Thanks Spocksbeard for the compliments and its a sweet kit and really glad the guys at Moebius and Dencomm brung it back from the dead along with the other MS kits:thumbsup:.Bob if you can only see what all over my bench it basically looks like Santas work shop bench:freak::thumbsup:


----------



## Rebel Rocker (Jan 26, 2000)

You know, I was looking at these in my LHS, and thought, hmmm, kinda small....kinda expensive...nah, think I'll pass. 

Well, seeing your buildup, Wolfie, guess I'm gonna havta revisit my LHS!!

Thanks a lot!!

Wayne


----------



## PRE-SCENES 2 (Aug 16, 2005)

DANG DANNY!!!!! :drunk:

Sweet and Picture perfect!:thumbsup:
Great job on the old, but new, relic.


----------



## wolfman66 (Feb 18, 2006)

Thanks Wayne and Steveo for the compliments:thumbsup:


----------



## deadmanincfan (Mar 11, 2008)

Couple or so questions for you, Dan...I'm assuming you did sub-assemblies on this rascal...do the parts snap together pretty well? Not much gap-osis (a friend of mine coined that word and it seems to work well  )of the parts?


----------



## wolfman66 (Feb 18, 2006)

James the parts on the insect fittings were really great and a breeze to splap together.Dr Deadly parts fit was pretty good only problem that had was the seam on the legs didnt line up that great but no biggie.


----------



## deadmanincfan (Mar 11, 2008)

How much painting did you do on the Giant Insect before assembling?


----------



## wolfman66 (Feb 18, 2006)

deadmanincfan said:


> How much painting did you do on the Giant Insect before assembling?


The body of the insect was done as one piece and once finsihed it was dullcoted and then moved on to the little things like the leggs and then the eyes and wings plus pinchers.Once all was dullcoted then everything went together.


----------



## deadmanincfan (Mar 11, 2008)

thankyew! :thumbsup:


----------



## deadmanincfan (Mar 11, 2008)

Came up with an idea for a base for the Giant Insect, Dan...may not be marketable, but hopefully it'll work with the big bugger...stay tuned, frenzied neighbors...


----------



## wolfman66 (Feb 18, 2006)

deadmanincfan said:


> Came up with an idea for a base for the Giant Insect, Dan...may not be marketable, but hopefully it'll work with the big bugger...stay tuned, frenzied neighbors...


Love to see what it looks like when your done with it.


----------



## terry9911 (Nov 5, 2006)

Reminds me of the "Creepy Crawlers" from Mattel that we use to make in the late 60s. But you could eat these kind of bugs.


----------



## deadmanincfan (Mar 11, 2008)

You shall indeed see when it's done, Dan!


----------



## wolfman66 (Feb 18, 2006)

deadmanincfan said:


> You shall indeed see when it's done, Dan!


Excellent!


----------



## Moebius (Mar 15, 2007)

John P said:


> I wonder if I leave the wings out in the sun, if they'll fade to clear.
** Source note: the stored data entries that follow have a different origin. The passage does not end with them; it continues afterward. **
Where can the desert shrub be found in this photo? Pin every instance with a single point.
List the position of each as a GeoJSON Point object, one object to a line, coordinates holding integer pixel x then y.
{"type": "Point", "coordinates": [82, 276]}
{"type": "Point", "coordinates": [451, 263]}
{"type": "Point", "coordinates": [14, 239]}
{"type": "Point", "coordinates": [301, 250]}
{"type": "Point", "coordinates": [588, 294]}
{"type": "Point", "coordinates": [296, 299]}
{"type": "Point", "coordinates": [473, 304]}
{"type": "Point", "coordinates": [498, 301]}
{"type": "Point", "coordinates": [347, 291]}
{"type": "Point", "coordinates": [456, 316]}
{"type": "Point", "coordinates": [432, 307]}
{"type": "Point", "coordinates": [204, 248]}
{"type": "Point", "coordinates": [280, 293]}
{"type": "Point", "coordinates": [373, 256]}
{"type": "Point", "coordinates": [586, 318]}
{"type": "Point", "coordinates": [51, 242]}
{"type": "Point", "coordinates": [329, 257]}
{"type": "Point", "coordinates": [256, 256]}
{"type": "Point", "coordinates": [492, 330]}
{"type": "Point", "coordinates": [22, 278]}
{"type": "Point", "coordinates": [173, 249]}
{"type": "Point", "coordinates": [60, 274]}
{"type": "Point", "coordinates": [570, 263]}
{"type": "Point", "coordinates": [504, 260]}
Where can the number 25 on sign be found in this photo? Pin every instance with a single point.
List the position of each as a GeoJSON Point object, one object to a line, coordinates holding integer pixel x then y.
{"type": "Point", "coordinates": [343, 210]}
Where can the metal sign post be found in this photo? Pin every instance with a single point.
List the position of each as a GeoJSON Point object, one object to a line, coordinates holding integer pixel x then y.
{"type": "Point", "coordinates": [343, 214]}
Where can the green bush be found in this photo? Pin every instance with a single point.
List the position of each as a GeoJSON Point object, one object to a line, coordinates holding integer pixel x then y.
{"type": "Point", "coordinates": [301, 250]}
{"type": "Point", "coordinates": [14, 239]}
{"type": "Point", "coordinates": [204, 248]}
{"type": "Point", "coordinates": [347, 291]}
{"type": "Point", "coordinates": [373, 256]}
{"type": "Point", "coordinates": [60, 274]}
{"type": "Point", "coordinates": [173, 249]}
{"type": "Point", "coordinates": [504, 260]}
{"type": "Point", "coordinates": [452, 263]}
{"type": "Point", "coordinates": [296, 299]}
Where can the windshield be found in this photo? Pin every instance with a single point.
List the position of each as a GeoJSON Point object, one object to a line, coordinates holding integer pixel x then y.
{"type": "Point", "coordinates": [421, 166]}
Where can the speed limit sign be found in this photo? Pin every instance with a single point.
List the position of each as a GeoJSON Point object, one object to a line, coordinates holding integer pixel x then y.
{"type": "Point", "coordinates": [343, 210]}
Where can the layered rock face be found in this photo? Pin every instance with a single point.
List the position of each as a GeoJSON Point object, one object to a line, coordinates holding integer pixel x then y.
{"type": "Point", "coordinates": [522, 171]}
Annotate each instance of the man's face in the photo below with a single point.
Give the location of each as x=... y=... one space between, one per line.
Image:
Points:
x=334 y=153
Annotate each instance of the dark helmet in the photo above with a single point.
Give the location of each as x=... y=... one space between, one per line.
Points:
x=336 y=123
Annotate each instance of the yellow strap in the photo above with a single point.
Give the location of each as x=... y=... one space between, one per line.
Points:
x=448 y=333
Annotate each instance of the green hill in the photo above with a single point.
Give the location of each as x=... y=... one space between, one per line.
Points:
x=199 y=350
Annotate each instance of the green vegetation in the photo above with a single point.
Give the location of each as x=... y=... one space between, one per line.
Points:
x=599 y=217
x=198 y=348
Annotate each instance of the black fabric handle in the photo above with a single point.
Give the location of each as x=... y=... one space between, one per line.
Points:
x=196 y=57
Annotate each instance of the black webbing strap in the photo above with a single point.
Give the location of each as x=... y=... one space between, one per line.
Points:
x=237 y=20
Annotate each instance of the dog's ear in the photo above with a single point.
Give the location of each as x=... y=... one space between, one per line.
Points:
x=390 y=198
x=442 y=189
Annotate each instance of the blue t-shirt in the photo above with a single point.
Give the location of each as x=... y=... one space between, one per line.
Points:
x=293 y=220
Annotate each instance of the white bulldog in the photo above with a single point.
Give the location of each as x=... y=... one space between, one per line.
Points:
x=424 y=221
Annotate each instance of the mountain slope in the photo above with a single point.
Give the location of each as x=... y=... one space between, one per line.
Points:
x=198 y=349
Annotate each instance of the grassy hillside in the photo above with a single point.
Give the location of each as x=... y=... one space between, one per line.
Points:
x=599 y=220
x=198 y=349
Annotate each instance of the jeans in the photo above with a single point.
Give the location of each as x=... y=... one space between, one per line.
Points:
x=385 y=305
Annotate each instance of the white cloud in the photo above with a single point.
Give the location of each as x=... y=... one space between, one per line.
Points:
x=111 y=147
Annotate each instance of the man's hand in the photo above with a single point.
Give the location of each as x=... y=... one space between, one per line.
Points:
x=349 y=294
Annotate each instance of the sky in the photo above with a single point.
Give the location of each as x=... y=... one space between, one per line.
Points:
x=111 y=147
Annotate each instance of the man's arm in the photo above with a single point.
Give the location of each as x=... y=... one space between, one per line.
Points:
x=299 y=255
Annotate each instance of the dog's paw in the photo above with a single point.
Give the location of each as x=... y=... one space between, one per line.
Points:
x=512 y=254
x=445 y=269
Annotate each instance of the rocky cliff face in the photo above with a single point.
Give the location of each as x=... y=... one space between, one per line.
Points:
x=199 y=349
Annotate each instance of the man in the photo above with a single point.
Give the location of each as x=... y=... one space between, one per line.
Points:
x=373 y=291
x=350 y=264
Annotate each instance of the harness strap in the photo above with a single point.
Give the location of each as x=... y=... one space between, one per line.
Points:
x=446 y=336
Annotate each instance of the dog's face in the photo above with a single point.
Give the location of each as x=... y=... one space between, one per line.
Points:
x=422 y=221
The wings actually are clear out of the box, no color to them.


----------



## deadmanincfan (Mar 11, 2008)

You applied the wash to the inside of the eyes, yes, Dan?


----------



## wolfman66 (Feb 18, 2006)

deadmanincfan said:


> You applied the wash to the inside of the eyes, yes, Dan?


Yes but dont go heavy go thin on it and once dried repeat and then seal.


----------



## kit-junkie (Apr 8, 2005)

You did an awesome job on this one Wolfie!


----------



## mcdougall (Oct 28, 2007)

Just got mine this afternoon and WOW... I had no idea of the size :thumbsup: ...can't wait to get 'em all:woohoo::woohoo:
Mcdee


----------



## wolfman66 (Feb 18, 2006)

Thanks KitJunkie for the compliments and Mcdee isnt that Bug Big


----------



## deadmanincfan (Mar 11, 2008)

Nudder question, Dan...this is going to be my first time using Tamiya paints (feel free to gasp in shock, boys), and I was wondering if only Tamiya thinner is compatible with the paints or is there a substitute?


----------



## wolfman66 (Feb 18, 2006)

deadmanincfan said:


> Nudder question, Dan...this is going to be my first time using Tamiya paints (feel free to gasp in shock, boys), and I was wondering if only Tamiya thinner is compatible with the paints or is there a substitute?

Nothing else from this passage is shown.